Even if he kept his cards dry, he often met with frustration when he returned the next day. “There was a high failure rate,” he said. “You’d punch one number wrong into a card, and you got a bunch of wasted paper … just a bunch of octal numbers that didn’t mean anything.” If he threaded the needle—punching his cards correctly and keeping them in order—he still suffered at the whim of the computer facility’s operators. Local staff ran the programs overnight, but they didn’t share the every-day-counts drive of the engineers. “Occasionally I would tell our guys, we got to have this thing run by tomorrow. Wrap the cards in a five-dollar bill if that helps.”

Meanwhile, Beck pursued one of the first step-by-step computations to the moon itself. He describes their calculation as a stumble through the dark. Ever-shifting gravity from two spheres, dynamic fuel levels and the changing weight of a spacecraft made for a scenario so complicated that there was no single equation to capture it all. Beck’s team sweated a laborious, step-by-step path to the moon, computing a range of parameters for every time point. “When you computed a lunar trajectory,” Beck said. “You’d have a stack of paper like a foot thick.” In 1962 they were not at all sure this approach was going to work on a computer, never mind for a real ship crammed with three astronauts.

Like Cassetti, Beck desperately needed his card stacks run each night at the university computer center. And he looks back fondly on his secret weapon. “It was a sweet car, man.” When dropping off his requests for the evening, Beck handed over a key to the staff along with his punch cards. Then he took a taxi home. As the staff decided whose jobs to run, they could stroll to the parking lot and find, in the Austin Healey’s trunk, a cooler full of beer cans on ice. And Beck’s team routinely had the thickest stack of results waiting each morning.
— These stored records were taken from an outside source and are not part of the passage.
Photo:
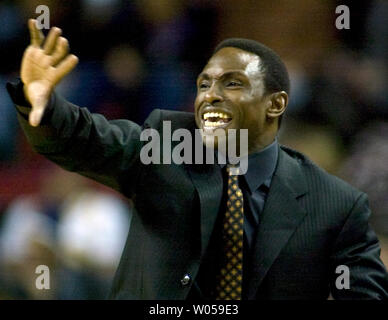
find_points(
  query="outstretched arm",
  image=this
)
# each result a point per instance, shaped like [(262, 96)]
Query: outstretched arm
[(72, 137)]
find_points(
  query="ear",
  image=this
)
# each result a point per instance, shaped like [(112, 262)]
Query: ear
[(277, 104)]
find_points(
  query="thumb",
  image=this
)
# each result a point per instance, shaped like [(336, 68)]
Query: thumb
[(35, 116), (38, 95)]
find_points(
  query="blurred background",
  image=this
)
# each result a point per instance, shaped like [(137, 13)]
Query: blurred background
[(137, 55)]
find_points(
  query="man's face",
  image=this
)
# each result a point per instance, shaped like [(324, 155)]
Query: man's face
[(230, 95)]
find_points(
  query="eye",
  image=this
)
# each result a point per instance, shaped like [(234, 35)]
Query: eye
[(234, 84), (203, 85)]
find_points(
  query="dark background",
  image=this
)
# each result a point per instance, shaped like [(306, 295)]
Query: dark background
[(144, 54)]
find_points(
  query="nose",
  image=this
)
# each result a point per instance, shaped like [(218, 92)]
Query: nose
[(213, 95)]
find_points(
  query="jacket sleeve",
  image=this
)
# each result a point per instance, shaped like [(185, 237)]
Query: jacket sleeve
[(79, 141), (357, 270)]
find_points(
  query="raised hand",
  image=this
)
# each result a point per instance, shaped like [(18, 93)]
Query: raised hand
[(44, 64)]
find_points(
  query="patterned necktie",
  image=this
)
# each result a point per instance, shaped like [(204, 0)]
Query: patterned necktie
[(229, 279)]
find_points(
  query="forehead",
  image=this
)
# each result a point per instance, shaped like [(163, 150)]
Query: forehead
[(233, 59)]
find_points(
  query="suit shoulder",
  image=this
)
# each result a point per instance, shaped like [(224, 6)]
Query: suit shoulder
[(320, 180)]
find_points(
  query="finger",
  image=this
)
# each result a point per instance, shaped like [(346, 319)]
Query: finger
[(36, 35), (64, 67), (60, 51), (35, 116), (51, 40)]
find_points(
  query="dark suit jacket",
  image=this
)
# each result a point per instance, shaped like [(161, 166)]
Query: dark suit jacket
[(312, 221)]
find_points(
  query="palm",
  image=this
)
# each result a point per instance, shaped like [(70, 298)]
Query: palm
[(43, 67)]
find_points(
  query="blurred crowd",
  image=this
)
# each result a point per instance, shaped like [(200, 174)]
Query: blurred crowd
[(137, 55)]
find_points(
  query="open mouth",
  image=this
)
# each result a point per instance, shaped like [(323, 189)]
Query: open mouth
[(213, 120)]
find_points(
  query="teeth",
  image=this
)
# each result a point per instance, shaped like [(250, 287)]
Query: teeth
[(214, 123), (215, 114)]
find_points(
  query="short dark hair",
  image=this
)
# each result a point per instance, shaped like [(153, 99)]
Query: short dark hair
[(276, 76)]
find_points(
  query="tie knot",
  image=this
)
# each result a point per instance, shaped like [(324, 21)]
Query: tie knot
[(233, 169)]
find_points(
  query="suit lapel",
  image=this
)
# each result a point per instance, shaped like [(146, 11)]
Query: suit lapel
[(281, 216), (208, 182)]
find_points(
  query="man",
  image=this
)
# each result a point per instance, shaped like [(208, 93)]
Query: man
[(283, 230)]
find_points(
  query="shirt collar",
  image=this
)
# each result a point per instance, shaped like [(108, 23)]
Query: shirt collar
[(261, 166)]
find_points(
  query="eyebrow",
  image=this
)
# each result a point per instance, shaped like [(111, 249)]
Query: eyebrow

In the end, the toddler of NASA stayed on its wobbly feet and eventually started running. The engineers survived “core dumps” and rainstorms to nail capsule reentry times. They not only found the numeric razor’s edge to the moon, but also choreographed an awkward orbital dance between a fragile little ship and the moon’s lumpy gravity. Eventually, they timed a landing with optimal shadow lengths for the photos, films and first steps of astronauts.

When Apollo 11 settled to the moon, 50 years ago, I was larval, just a few months old. The moon landing has always been old news for the majority of my generation. Visiting the Johnson Space Center as a boy, I thought the retired Saturn V rocket, spread stage by stage on the ground, resembled the bones of a great dinosaur. Returning now to his mementos, my father pauses over the yellowed pages of mathematics. “I can’t believe I used to do things like this,” he says, shaking his head.